She moved away from him and leaned over the window to catch a glimpse of starry sky. She looked at him, then, and again her whole being welled through her, trying to burst the bonds of her throat. The limelight lay on his face, and the thin face shone out like a pale moon.
Her whole being began to hammer in her throat and unconsciously she took a step towards him. He turned.
All of his things were at sixes and sevens. Mila began to arrange them properly.
"Mila," he whispered.
He held her hands, looking down at her. Her eyes fell, and the cream of her eyelids became white veils of modesty. He was breathing heavily and he felt-the symphony of death. The memory of Mila would not die away till his death. Memory always lingers on.
Suddenly he coughed. A torrent of hot raw blood came out from his mouth. Then and there, Mila got up and washed his face.

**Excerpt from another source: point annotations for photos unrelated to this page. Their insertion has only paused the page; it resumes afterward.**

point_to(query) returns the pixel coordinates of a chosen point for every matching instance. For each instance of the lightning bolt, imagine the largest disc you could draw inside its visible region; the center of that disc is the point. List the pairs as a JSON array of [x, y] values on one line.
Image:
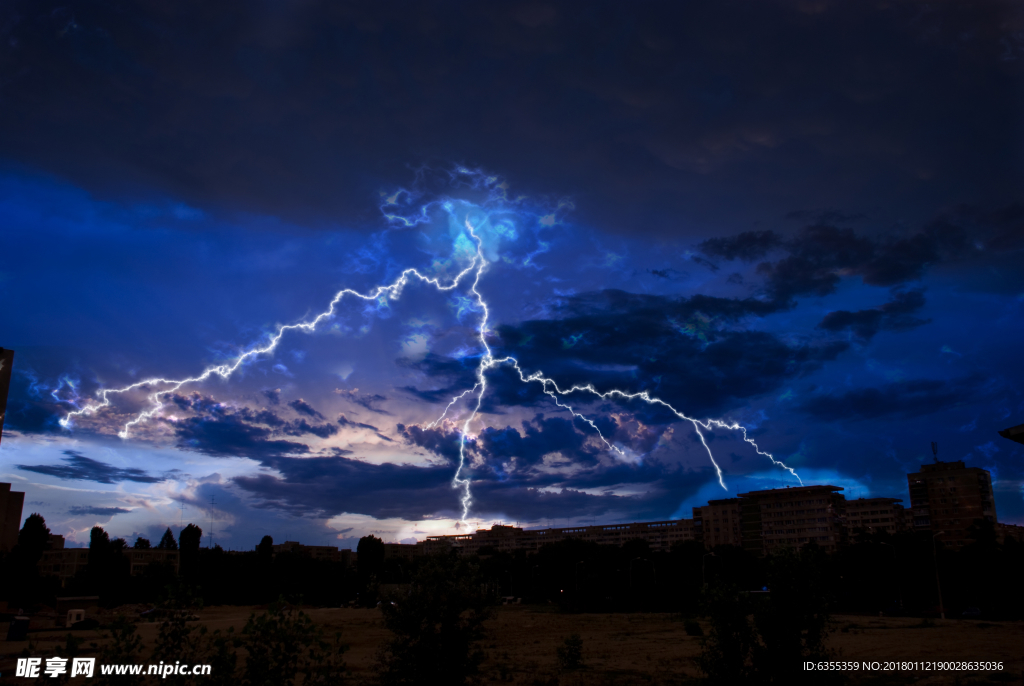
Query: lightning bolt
[[476, 268], [551, 388], [224, 371]]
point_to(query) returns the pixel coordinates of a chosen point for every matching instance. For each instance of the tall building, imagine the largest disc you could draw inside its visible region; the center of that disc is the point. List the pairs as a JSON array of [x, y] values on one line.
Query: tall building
[[659, 534], [11, 503], [66, 562], [947, 497], [718, 522], [876, 514], [787, 518], [329, 553]]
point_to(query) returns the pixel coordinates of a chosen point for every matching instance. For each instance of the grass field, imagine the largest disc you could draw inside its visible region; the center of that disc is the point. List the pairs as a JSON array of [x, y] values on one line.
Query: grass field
[[637, 648]]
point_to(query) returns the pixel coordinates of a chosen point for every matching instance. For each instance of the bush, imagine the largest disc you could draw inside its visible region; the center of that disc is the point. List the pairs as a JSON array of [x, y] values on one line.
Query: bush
[[435, 626], [283, 643], [190, 643], [569, 653], [125, 647]]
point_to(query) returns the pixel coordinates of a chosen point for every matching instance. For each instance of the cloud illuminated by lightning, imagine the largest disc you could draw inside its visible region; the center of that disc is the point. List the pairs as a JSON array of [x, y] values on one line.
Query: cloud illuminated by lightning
[[381, 295]]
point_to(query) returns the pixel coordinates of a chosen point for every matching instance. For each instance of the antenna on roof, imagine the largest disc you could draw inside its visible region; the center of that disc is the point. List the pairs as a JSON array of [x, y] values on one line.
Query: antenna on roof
[[213, 502]]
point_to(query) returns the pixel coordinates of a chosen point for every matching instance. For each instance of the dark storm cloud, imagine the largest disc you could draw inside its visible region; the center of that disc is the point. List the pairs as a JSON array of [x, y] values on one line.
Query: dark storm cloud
[[541, 436], [80, 511], [301, 427], [901, 399], [304, 408], [440, 442], [79, 467], [651, 112], [344, 421], [328, 486], [367, 400], [819, 255], [231, 436], [894, 315], [748, 246], [681, 349]]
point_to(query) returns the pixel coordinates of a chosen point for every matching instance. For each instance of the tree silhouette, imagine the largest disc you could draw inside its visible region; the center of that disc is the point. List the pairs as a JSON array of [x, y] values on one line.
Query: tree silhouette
[[168, 542]]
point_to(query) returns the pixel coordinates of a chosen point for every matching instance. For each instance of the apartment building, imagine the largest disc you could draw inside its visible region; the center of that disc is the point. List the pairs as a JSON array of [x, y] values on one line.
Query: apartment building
[[329, 553], [947, 497], [11, 503], [718, 523], [875, 514], [787, 518], [501, 538], [66, 562]]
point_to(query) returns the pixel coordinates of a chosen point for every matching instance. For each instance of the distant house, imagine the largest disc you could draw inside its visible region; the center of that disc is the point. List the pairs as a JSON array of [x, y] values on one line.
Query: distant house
[[11, 503]]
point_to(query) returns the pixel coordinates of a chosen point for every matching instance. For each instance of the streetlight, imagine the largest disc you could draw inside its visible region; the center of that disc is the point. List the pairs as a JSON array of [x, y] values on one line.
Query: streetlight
[[631, 568], [899, 588], [704, 561], [938, 586]]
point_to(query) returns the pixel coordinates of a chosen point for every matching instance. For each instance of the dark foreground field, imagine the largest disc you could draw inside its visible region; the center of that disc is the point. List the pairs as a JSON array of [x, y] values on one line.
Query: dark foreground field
[[631, 648]]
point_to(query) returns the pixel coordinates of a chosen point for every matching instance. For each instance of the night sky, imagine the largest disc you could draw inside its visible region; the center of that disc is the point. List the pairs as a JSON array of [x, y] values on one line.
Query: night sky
[[804, 218]]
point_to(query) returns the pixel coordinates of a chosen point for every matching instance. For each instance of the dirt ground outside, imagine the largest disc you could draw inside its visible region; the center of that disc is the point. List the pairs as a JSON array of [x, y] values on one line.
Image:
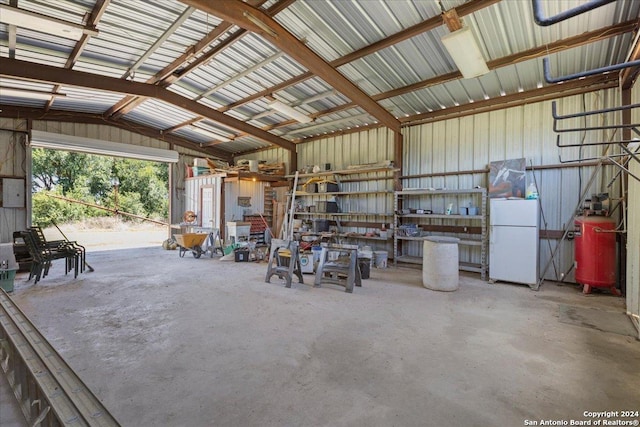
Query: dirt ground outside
[[110, 233]]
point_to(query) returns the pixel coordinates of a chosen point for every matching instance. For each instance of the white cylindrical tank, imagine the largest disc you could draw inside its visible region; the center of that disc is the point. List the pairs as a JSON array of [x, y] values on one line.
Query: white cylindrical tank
[[440, 263]]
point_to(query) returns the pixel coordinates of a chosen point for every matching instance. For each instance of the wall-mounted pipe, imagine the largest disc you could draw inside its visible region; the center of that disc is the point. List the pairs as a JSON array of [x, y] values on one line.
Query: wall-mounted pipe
[[540, 19], [630, 126], [589, 113], [609, 68], [587, 144]]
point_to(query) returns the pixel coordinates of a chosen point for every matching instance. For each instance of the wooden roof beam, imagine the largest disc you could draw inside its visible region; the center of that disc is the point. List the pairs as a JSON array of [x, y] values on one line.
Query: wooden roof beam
[[629, 75], [75, 117], [257, 21], [422, 27], [590, 84], [168, 75], [537, 52], [96, 14], [55, 75]]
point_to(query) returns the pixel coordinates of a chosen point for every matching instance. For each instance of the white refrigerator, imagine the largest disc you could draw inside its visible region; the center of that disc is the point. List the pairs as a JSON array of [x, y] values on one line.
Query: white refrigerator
[[513, 241]]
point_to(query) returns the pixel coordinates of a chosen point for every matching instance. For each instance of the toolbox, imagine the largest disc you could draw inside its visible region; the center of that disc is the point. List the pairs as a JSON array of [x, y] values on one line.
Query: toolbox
[[327, 207], [327, 187]]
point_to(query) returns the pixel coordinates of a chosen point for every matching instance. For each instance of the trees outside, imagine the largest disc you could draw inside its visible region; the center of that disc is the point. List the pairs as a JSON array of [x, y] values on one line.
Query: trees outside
[[142, 186]]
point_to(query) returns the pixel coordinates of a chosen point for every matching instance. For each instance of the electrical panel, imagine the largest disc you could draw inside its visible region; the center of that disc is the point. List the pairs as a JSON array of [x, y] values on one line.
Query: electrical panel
[[12, 193]]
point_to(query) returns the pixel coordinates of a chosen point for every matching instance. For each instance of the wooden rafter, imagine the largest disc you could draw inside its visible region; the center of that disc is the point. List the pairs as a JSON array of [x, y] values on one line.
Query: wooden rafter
[[96, 14], [257, 21], [76, 117], [422, 27], [537, 52], [589, 84], [55, 75], [173, 72]]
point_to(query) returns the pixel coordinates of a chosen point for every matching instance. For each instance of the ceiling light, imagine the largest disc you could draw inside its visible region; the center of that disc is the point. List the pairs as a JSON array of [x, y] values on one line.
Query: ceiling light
[[208, 133], [289, 111], [464, 51], [56, 141], [27, 93], [46, 24]]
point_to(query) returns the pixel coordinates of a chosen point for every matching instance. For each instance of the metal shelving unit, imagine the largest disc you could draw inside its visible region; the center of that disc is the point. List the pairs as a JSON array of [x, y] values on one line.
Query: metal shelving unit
[[453, 224], [351, 202]]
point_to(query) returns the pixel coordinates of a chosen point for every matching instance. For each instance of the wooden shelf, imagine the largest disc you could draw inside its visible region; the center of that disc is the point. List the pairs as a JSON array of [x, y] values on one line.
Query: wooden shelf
[[342, 214], [412, 197], [440, 216], [345, 172], [343, 193], [465, 266], [466, 242]]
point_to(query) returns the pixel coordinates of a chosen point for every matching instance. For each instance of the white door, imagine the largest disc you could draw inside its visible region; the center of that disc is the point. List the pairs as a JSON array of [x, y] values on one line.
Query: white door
[[513, 254]]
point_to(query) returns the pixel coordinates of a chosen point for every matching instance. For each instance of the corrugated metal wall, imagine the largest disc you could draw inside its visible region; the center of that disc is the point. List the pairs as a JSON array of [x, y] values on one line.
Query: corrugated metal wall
[[464, 147], [237, 188], [470, 143], [14, 165]]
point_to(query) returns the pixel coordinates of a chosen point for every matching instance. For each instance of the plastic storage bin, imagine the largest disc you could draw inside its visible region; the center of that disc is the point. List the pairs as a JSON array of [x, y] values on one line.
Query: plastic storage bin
[[7, 278], [440, 263]]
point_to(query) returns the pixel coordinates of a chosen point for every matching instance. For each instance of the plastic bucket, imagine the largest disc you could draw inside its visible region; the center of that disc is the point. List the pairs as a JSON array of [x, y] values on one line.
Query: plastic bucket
[[380, 258], [365, 267], [316, 251]]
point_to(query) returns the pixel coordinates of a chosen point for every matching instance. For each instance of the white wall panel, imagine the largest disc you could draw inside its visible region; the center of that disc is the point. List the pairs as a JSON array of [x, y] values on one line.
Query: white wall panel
[[633, 233], [525, 131], [13, 164]]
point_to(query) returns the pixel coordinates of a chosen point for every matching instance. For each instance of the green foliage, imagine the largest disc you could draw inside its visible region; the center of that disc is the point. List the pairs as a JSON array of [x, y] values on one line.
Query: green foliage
[[48, 210], [142, 189]]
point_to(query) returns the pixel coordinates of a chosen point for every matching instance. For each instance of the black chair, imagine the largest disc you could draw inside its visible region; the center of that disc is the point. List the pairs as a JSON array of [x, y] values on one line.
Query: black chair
[[37, 257], [64, 246], [49, 252]]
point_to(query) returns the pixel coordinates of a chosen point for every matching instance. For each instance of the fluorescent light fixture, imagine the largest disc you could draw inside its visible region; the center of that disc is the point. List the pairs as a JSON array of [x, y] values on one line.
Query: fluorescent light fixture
[[209, 134], [289, 111], [28, 93], [57, 141], [46, 24], [465, 52]]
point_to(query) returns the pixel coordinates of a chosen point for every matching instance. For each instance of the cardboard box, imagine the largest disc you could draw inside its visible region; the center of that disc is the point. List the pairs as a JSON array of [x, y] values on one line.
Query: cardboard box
[[327, 207], [306, 263], [241, 255], [327, 187]]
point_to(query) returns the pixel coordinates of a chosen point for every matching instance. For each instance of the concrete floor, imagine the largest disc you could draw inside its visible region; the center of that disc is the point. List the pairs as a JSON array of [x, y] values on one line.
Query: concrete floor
[[169, 341]]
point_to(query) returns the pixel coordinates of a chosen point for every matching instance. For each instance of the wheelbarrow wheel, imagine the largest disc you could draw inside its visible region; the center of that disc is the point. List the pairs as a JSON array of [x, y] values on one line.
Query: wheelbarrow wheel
[[197, 251]]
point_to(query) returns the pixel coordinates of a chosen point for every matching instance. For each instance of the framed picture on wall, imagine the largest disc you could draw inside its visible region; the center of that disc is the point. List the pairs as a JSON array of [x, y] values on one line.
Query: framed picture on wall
[[507, 178]]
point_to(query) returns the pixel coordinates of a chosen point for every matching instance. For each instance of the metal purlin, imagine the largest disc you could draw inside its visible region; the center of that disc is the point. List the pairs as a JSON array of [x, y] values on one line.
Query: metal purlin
[[541, 20]]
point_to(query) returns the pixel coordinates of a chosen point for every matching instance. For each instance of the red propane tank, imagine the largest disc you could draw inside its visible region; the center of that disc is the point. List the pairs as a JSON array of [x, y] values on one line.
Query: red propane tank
[[595, 251]]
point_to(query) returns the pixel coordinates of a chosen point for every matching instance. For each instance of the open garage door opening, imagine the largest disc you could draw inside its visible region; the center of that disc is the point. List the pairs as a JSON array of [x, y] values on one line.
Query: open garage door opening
[[103, 194]]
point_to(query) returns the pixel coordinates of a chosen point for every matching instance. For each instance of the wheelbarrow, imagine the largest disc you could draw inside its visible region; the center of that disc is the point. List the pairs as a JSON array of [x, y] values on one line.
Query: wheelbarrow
[[191, 242]]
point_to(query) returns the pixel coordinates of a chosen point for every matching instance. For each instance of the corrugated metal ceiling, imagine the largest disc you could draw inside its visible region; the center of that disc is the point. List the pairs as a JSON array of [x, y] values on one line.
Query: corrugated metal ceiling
[[139, 38]]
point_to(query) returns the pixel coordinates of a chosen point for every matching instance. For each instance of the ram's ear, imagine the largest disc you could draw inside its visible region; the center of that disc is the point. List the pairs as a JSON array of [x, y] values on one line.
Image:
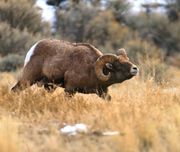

He lay down noiselessly. From his bed, he saw, she came slowly, and he saw each step, each movement, a perfection of grace; the light of her beauty lumining her plain dress, der head held high. She was so unassailable and so beautiful and he would always feel the absence of her company.
"You know, we always laugh at the silly stories of Indian pictures," he said. "But we should not really. The silly stories are always true. There's always a marriage for the heroine, at the end with another man, who's probably in love with some one else. Moreover, in some pictures, as heroes are suffering from T. B. ; heroines have to marry unknown men, after singing some sorrowful songs.
"Do you understand, what you are talking about " She laughed naturally this time.
"In a nutshell, I am trying to talk about your marriage."
A sick silence enveloped her.
"You must marry, some one else," he said quietly. "I won't go to Gauhati now. I am going to stay here or in some unknown grave for ever. Somehow I will try my best till my end."
He knew he had hurt her. She aveided his glance.
"I'm sorry," he whispered. "But you won't have to worry about me. Not after to-night. I know that I throw cold water on your bold and vigorous step. But don't think that I am at daggers drawn with you."